DEXA (dual energy x-ray absorptiometry)
- Bone density evaluation: This radiological technique is used to assess bone density. While DEXA is most commonly used in the evaluation of osteoporosis, in metabolic bone diseases such as osteogenesis imperfecta and Hajdu-Cheney syndrome it is used to monitor the course of bone-strengthening treatments such as with bisphosphonates.
- Useful evaluation of fusions: Knowledge of bone density can be helpful in assessing suitability for internal fixation techniques.
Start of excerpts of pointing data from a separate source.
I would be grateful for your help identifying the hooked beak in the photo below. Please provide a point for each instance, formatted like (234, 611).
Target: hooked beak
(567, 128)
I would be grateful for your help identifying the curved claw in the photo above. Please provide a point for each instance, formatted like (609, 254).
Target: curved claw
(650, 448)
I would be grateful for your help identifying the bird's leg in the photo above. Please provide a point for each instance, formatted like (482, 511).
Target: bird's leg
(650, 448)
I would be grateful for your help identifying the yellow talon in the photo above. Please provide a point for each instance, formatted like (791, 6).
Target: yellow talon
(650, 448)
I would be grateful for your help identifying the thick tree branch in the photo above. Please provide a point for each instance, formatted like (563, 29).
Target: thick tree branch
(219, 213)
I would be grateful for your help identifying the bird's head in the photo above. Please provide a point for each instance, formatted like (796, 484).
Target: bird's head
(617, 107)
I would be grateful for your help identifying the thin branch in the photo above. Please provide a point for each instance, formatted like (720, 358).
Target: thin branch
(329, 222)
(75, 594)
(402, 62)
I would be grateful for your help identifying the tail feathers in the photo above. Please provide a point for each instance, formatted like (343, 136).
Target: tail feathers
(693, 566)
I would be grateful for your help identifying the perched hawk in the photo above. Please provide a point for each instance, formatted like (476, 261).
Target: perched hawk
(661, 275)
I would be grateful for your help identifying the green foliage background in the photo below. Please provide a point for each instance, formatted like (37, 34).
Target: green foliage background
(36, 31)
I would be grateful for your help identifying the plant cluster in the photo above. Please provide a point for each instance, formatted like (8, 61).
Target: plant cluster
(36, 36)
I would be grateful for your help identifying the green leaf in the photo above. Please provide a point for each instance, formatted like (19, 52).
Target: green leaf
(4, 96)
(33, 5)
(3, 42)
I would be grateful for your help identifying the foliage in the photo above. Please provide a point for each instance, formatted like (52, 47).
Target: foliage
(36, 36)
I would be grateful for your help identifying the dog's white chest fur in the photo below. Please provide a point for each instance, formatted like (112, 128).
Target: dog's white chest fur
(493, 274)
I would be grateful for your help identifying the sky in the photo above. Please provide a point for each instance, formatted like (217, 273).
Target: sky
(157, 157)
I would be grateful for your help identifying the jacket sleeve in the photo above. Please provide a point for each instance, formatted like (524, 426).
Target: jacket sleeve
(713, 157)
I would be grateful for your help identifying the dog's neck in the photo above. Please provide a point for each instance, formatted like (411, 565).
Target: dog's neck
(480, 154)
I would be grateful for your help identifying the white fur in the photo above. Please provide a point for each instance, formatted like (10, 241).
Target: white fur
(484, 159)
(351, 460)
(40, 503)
Radiographic evaluation specific conditions
- Achondroplasia
- Mucopolysaccharidoses
- Osteogenesis Imperfecta
- Larsen Syndrome
- Spondyloepiphyseal Dysplasia
Nuclear Medicine Tests
- Not routine: No nuclear medicine tests are regularly used in the evaluation of metabolic bone disease.
Electrodiagnostic Tests
- Limited use to establish baseline: Electrodiagnostic tests are of limited value in the routine evaluation of children with metabolic bone disease. SSEPs and MEPs should be monitored during spinal surgery for these conditions. Baseline recordings prior to surgical interventions may be of use, particularly in the presence of severe myelopathy.
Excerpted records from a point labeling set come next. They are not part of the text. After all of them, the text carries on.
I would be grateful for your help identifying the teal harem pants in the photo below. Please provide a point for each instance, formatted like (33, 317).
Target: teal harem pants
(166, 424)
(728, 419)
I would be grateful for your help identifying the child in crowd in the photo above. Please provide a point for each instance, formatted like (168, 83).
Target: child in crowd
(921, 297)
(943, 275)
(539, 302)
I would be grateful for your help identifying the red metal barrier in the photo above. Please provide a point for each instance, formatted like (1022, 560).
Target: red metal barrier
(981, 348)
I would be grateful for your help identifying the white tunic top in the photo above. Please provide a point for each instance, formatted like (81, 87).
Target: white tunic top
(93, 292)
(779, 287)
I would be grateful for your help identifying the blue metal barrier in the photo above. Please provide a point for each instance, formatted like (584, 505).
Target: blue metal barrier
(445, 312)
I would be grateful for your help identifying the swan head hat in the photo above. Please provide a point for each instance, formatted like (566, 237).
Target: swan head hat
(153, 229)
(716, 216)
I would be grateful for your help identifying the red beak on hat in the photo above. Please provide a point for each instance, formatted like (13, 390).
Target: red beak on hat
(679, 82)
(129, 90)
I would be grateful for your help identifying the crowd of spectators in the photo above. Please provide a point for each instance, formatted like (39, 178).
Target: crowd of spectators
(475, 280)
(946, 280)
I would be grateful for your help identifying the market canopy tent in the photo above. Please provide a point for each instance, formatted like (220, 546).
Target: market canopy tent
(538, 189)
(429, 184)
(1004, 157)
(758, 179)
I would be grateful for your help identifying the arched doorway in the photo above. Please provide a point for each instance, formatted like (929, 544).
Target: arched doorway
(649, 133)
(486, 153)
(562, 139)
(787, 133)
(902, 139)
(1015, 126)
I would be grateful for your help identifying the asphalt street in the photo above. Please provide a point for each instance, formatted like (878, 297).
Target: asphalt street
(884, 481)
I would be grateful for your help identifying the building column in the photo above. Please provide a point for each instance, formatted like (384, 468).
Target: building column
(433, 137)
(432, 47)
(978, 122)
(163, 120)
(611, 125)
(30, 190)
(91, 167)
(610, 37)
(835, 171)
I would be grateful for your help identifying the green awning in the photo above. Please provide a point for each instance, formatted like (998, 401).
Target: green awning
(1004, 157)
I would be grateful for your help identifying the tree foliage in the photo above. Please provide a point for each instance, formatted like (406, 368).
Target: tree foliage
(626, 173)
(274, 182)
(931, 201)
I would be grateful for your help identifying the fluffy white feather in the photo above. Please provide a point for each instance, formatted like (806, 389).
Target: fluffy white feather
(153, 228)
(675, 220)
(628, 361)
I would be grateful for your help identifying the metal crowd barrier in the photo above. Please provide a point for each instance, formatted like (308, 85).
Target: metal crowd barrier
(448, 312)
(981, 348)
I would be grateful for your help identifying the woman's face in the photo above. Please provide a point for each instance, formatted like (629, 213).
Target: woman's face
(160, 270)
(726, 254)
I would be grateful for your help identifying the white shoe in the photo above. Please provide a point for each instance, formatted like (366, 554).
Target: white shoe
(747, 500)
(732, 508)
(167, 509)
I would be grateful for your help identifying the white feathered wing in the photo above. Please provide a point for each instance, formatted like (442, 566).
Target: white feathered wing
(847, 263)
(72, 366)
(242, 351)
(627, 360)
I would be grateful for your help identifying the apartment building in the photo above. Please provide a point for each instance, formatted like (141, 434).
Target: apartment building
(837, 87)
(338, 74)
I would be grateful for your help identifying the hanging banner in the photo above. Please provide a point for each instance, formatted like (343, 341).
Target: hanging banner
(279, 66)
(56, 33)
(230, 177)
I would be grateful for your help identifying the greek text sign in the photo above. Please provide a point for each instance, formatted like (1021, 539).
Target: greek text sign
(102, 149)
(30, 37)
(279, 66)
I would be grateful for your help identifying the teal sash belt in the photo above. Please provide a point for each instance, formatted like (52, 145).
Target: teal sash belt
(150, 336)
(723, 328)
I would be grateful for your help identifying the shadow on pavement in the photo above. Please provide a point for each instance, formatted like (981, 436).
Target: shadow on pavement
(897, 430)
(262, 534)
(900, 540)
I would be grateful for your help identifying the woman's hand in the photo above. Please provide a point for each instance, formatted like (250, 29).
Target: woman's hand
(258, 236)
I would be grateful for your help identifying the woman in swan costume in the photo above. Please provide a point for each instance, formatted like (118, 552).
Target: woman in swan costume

- Sleep studies: Symptoms suggesting bulbar compromise should be specifically asked about, particularly if craniovertebral involvement is known or suspected. A history of poor quality sleep, snoring, or sleep apnea is common in children with craniovertebral anomalies. If present, respiratory sleep studies may be indicated (6).
Neuropsychological Tests
- Not indicated
Correlation of Tests
The timing of spinal interventions in cases of metabolic bone disease can be difficult to determine and requires careful correlation of the clinical presentation with the radiographic findings. Not all patients require intervention, even in the presence of very abnormal imaging. By example, the foramen magnum appears stenotic in most children with achondroplasia, and in children with the mucopolysaccharidoses cervical stenosis and deformity are almost inevitable. The imaging findings need to be interpreted in the context of the clinical history of the child.
- Symptoms and radiographs: Symptoms may remain stable or progress extremely slowly, and therefore a policy of regular clinical and radiological follow-up is entirely appropriate for many patients.